Aceito comentários com acréscimos pessoais à minha lista.

18.10.07

Dirigindo no escuro



"Quem olha para fora sonha,
quem olha para dentro acorda."
(Carl Gustav Jung)
Sonho às vésperas da formatura:


Noite. Estrada escura e sinuosa. Dirijo meu carro sozinha, guiada pelos faróis à frente. Caminho difícil - tortuoso e traiçoeiro. De início me tranquilizo por fazê-lo apenas seguindo os que estão adiante.
Mas, passado algum tempo dirigindo assim, me canso da segurança passiva e sou invadida por inquietude e irritação... E, subitamente, carros e caminhões encostam e sinalizam, dando passagem.


Agora, sigo meu caminho. Com a estrada escura e o desconhecido à minha frente. Só. Eu. Liderando minha vida, fazendo minha estrada, sem faróis alheios a me guiar.

16.10.07

Paciência


Existem dias que acordo com mais paciência... são meus melhores, mais calmos e bem dispostos.


E mesmo que aparentemente "nada" aconteça, eu aconteço.

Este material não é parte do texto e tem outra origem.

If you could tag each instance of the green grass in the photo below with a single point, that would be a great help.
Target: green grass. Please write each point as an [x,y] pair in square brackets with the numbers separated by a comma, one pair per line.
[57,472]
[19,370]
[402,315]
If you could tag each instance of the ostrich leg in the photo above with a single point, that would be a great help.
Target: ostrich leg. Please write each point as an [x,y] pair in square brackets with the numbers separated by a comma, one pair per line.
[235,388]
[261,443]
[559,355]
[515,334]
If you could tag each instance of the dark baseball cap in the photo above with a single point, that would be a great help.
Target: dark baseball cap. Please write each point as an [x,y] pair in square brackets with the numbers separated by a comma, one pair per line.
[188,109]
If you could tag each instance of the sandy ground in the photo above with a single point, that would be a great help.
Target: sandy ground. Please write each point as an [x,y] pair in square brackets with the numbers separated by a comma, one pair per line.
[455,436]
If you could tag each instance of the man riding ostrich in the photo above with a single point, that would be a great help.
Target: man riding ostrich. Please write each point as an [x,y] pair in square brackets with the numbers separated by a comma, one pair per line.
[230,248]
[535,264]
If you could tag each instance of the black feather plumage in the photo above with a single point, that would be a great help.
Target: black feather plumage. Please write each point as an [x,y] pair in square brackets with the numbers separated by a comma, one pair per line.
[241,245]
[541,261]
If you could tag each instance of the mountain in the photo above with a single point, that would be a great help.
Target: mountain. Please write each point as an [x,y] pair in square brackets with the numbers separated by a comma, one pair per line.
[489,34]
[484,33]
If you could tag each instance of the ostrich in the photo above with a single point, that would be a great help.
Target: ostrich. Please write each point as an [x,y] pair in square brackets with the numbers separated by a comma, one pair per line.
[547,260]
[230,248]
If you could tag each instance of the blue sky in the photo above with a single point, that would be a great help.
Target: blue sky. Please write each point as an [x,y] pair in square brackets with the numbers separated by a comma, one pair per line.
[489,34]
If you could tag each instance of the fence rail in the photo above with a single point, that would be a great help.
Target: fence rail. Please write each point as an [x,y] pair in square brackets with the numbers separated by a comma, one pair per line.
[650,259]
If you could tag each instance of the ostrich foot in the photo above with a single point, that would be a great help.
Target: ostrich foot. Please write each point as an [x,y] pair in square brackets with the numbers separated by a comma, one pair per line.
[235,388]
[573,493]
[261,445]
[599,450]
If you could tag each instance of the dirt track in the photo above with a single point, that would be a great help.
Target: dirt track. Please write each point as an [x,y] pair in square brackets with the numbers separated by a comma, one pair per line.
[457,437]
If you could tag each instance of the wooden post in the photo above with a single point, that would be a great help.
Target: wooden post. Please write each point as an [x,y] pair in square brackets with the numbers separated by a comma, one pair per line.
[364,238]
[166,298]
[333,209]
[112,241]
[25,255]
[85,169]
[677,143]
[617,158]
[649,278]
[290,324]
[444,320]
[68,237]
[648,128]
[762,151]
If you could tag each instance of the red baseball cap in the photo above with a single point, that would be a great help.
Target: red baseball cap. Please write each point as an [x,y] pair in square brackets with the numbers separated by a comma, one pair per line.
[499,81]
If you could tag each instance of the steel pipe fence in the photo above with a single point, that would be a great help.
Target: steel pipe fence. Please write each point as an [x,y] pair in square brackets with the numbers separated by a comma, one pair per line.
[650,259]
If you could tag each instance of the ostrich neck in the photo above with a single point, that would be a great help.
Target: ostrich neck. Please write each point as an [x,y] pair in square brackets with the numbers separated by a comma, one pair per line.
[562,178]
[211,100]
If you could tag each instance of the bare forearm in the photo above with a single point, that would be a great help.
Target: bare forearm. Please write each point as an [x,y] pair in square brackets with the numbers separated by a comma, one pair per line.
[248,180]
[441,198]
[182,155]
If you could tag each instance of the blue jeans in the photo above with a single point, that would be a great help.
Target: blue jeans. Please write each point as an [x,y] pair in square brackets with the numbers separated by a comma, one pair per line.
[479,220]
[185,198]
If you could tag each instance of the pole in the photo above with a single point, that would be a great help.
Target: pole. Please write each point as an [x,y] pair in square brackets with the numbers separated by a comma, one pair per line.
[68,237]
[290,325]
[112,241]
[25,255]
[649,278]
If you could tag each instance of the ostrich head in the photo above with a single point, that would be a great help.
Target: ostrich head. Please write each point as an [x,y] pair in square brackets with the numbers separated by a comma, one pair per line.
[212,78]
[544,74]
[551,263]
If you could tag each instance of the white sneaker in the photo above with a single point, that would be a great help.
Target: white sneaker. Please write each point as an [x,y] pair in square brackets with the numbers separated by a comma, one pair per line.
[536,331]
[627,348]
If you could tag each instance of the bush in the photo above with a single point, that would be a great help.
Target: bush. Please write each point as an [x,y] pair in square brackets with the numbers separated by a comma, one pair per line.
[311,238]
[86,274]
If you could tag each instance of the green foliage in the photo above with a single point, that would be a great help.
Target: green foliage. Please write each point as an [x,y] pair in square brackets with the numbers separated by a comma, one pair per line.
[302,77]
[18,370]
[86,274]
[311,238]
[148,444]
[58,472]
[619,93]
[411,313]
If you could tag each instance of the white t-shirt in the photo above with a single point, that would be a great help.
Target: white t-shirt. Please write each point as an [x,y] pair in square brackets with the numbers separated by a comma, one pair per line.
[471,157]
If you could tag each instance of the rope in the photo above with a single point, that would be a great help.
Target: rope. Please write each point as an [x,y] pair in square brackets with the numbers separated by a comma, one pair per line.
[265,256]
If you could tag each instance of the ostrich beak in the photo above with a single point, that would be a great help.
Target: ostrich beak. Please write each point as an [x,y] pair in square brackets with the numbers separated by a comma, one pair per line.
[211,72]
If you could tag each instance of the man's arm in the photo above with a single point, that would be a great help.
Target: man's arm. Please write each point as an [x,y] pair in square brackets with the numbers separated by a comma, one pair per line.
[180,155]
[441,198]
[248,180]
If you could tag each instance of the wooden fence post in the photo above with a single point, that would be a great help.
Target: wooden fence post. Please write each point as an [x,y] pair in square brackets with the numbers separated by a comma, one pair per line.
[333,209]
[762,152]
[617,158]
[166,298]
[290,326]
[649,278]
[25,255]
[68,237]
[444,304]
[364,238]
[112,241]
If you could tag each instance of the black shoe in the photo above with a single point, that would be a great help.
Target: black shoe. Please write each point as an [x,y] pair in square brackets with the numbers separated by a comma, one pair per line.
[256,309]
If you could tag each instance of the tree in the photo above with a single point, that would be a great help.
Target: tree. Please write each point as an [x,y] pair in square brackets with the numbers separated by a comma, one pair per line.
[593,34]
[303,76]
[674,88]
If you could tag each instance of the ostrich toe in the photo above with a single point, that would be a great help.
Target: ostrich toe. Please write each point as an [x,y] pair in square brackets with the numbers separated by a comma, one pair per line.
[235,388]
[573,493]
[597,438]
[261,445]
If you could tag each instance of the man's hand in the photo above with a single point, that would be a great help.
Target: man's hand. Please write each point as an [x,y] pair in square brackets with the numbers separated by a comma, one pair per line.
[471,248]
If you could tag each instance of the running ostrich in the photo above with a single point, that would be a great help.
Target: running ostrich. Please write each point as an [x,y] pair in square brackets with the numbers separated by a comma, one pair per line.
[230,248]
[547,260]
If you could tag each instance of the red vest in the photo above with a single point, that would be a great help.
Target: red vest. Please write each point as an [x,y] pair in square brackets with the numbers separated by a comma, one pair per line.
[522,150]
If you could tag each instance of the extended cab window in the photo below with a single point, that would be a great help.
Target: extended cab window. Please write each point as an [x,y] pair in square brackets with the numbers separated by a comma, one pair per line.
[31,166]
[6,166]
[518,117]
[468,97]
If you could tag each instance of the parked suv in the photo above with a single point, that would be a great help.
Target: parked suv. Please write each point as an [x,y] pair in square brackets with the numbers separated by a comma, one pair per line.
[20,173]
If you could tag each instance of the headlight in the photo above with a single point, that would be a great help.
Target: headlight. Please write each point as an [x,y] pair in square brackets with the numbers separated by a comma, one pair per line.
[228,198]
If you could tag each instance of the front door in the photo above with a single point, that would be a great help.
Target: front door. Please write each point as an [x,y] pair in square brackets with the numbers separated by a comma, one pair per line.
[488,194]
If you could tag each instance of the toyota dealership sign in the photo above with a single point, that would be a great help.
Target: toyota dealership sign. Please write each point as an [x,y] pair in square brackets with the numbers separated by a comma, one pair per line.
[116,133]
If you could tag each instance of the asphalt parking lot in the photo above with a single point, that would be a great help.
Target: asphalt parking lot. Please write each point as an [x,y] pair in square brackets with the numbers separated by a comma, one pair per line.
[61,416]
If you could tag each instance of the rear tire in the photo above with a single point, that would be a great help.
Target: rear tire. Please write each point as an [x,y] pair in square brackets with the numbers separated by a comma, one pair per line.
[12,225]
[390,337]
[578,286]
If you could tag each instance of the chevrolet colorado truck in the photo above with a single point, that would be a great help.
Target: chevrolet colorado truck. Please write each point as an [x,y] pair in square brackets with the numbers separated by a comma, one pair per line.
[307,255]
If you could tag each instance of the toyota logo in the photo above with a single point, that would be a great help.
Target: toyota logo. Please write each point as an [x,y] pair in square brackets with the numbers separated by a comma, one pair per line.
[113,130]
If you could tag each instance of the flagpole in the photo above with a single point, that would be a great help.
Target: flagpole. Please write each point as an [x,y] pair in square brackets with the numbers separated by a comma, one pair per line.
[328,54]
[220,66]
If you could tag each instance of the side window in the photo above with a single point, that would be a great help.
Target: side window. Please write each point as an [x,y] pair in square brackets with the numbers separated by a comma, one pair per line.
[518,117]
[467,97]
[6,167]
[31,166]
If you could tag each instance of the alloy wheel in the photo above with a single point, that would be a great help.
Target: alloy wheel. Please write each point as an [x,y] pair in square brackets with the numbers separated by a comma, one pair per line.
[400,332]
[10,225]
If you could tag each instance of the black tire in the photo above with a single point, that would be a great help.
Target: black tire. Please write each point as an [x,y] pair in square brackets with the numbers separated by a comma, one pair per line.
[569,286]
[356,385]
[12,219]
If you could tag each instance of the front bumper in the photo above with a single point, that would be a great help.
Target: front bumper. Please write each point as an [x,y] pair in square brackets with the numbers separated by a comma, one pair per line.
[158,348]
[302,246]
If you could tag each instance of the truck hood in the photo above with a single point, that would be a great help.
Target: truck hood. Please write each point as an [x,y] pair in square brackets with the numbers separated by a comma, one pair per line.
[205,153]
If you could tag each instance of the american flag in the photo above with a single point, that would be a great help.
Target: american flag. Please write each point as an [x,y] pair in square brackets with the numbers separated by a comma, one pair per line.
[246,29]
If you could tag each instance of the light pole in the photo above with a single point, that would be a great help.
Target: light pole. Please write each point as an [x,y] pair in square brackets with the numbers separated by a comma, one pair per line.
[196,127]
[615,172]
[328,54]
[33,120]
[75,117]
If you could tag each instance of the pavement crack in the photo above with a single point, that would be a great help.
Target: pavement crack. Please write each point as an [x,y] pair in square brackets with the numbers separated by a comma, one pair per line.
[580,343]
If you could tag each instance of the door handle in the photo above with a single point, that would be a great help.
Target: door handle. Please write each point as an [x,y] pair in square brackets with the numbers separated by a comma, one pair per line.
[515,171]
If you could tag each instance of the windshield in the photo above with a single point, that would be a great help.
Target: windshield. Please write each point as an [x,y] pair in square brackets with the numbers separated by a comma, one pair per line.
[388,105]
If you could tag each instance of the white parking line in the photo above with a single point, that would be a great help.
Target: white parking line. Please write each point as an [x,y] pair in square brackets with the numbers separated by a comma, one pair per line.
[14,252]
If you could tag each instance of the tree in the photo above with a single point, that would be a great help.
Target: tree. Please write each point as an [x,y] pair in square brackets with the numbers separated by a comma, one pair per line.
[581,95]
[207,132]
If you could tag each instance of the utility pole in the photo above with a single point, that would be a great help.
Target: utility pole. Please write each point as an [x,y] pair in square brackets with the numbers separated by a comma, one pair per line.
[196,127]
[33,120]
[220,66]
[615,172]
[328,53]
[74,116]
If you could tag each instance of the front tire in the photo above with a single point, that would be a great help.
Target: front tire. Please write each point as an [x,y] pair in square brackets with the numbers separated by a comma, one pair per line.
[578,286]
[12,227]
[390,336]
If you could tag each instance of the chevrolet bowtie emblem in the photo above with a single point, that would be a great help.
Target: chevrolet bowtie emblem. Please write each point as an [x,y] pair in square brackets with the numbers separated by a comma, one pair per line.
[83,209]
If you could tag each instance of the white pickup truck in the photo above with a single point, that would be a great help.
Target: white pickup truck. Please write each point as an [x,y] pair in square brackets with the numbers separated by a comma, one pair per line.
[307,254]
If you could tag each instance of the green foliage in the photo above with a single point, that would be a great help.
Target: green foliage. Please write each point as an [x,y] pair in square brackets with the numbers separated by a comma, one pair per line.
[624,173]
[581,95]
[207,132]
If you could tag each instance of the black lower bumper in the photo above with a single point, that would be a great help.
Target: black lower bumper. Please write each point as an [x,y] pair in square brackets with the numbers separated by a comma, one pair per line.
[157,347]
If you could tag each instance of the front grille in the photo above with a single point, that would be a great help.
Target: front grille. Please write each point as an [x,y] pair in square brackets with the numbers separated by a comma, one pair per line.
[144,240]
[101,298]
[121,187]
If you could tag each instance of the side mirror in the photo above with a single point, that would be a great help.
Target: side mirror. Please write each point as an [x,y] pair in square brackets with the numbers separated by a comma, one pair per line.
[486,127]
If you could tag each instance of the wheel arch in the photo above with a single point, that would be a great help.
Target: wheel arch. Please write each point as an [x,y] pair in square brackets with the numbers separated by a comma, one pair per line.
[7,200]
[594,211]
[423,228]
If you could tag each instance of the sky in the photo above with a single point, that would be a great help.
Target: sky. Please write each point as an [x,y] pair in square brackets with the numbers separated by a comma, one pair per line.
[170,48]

Aconteço longe da agitação.


Respiro, renovo, mudo.


E nesses dias ando, de mãos dadas com a vida.


Os dias tem sido bons.

12.8.07

O ipê amarelo


Flores me lembram uma infância boa: interior de Minas; um ipê amarelo cresce junto ao muro do colégio.... Soninha, em nossos passeios, me fazia uma coroa - com linha e as pétalas amarelas enfileiradas. Eu, princesa, coroada por flores, andava pela cidade com meus longos cabelos a balançar.... Castelos inventados e um mundo de sonhos. Milhares de sonhos. Perfume, doce alegria, liberdade, crianças sorrindo...
Um dia... cortaram o ipê amarelo! – “fazia muita sujeira” – disseram homens sem sonhos.
Desde então, não tenho mais coroa e as pétalas não mais enfeitam meus cabelos. Mas ainda tenho sonhos bons e alma de criança. E, às vezes, ainda acordo sentindo o perfume da cidade, das flores, ouço Soninha rindo.... É, às vezes, ainda acordo princesa.


13.1.07

La tormenta

Eu quero ter voz! Quero ser ouvida! Quero falar uma frase até o final sem ser interrompida. Contar uma história inteira sem que se levantem pra tirar os pratos; sem que aumentem o som da tevê... Porque pouco importam as chuvas e as enchentes diante das minhas tormentas!
Quero contar sobre a minha viagem, sobre o livro que eu li e sobre um filme bom que vai estrear. Falar os planos que fiz pro meu ano, os concursos, os estágios; contar um dia cansativo e uma piada que ouvi na rua. Quero falar da vida, religião, política e da minha pele que descasca depois de tanto Sol. Porque é importante pra mim.
E tão importante quanto falar bem é saber ouvir.